Lately, the intravascular imaging catheter and pressure guidewire markets have been attracting the majority of attention in the interventional cardiology (IC) device world. As concerns about overstenting plague the market, these catheters and guidewires represent one of the few remaining areas of growth. But there might be one more area worth considering: chronic total occlusion (CTO) treatment.

CTOs which are cases where plaque blocks more than 99% of the vessel have traditionally been treated using bypass surgery rather than minimally invasive techniques such as stenting. Percutaneous coronary interventions (PCIs) for CTOs are considered highly risky and beyond the scope of expertise of your average cardiologist. However, things might be turning around now. More studies are showing that PCIs are becoming an effective treatment method for CTOs, largely as a result of major leaps ahead in drug-eluting stent (DES) technology as well as the development of guidewires and microcatheters that make CTOs easier to cross safely. And let's face it: PCIs are cheaper on the health care system compared to a full-on bypass surgery, and budgetary pressures are something that cardiologists are more than familiar with.
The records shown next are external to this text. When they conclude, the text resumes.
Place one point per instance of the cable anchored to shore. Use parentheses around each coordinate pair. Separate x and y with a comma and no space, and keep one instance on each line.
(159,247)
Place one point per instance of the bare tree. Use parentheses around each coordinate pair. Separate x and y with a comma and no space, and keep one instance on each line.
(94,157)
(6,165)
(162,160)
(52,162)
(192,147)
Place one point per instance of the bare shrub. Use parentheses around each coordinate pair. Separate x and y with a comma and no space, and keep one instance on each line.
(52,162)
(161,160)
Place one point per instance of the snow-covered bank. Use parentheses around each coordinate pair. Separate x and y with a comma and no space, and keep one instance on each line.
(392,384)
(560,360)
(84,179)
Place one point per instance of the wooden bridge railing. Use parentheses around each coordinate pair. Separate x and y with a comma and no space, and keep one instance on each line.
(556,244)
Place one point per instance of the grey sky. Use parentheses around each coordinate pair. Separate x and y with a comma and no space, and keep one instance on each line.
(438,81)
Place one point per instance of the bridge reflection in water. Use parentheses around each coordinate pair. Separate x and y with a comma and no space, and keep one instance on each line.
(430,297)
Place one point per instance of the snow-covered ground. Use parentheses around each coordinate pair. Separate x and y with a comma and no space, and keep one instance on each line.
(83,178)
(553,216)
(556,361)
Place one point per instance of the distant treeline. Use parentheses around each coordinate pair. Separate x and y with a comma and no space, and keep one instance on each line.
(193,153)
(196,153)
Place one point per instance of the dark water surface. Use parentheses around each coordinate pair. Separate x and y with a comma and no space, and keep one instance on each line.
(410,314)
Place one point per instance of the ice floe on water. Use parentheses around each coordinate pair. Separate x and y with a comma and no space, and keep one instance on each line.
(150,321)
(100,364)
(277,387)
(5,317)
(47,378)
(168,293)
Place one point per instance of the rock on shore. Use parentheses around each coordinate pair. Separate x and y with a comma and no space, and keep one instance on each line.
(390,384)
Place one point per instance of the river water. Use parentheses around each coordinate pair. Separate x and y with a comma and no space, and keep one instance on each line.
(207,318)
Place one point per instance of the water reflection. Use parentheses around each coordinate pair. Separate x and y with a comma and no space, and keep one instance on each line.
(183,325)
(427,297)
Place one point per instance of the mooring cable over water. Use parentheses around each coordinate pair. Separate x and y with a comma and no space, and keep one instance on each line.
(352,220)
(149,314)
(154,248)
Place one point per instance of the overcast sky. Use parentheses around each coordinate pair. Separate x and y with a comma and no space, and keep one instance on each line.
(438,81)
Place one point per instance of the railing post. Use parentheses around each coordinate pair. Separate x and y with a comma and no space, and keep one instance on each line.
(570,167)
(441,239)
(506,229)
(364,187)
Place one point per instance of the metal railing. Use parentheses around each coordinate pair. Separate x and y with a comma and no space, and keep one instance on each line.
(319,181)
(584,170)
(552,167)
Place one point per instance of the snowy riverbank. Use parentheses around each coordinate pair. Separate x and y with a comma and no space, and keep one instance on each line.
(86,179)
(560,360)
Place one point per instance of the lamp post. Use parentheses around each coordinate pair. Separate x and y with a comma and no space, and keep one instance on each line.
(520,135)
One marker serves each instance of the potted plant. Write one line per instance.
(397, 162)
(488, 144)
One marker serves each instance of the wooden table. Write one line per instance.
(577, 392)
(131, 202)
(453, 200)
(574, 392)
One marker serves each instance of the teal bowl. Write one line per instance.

Major IC device manufacturers have embraced CTO technology as one of the last frontiers in the IC world. At the recent American College of Cardiology (ACC) conference, a lot of the spotlight was on CTO-PCI, as the procedure is referred to in the industry. For example, Abbott was showcasing its FDA approval for CTO crossing for its HT Progress and Pilot guidewires as well as its NC Trek balloon. Volcano has also recently announced FDA approval for its Valet microcatheter, designed to be used in CTO treatments. Boston Scientific recently acquired BridgePoint Medical, which has focused on devices designed for CTO treatment.
So overall, the IC device market is still slowing, yes. But I think as this post and our earlier post prove, there are definitely still growth opportunities if you're looking in the right places.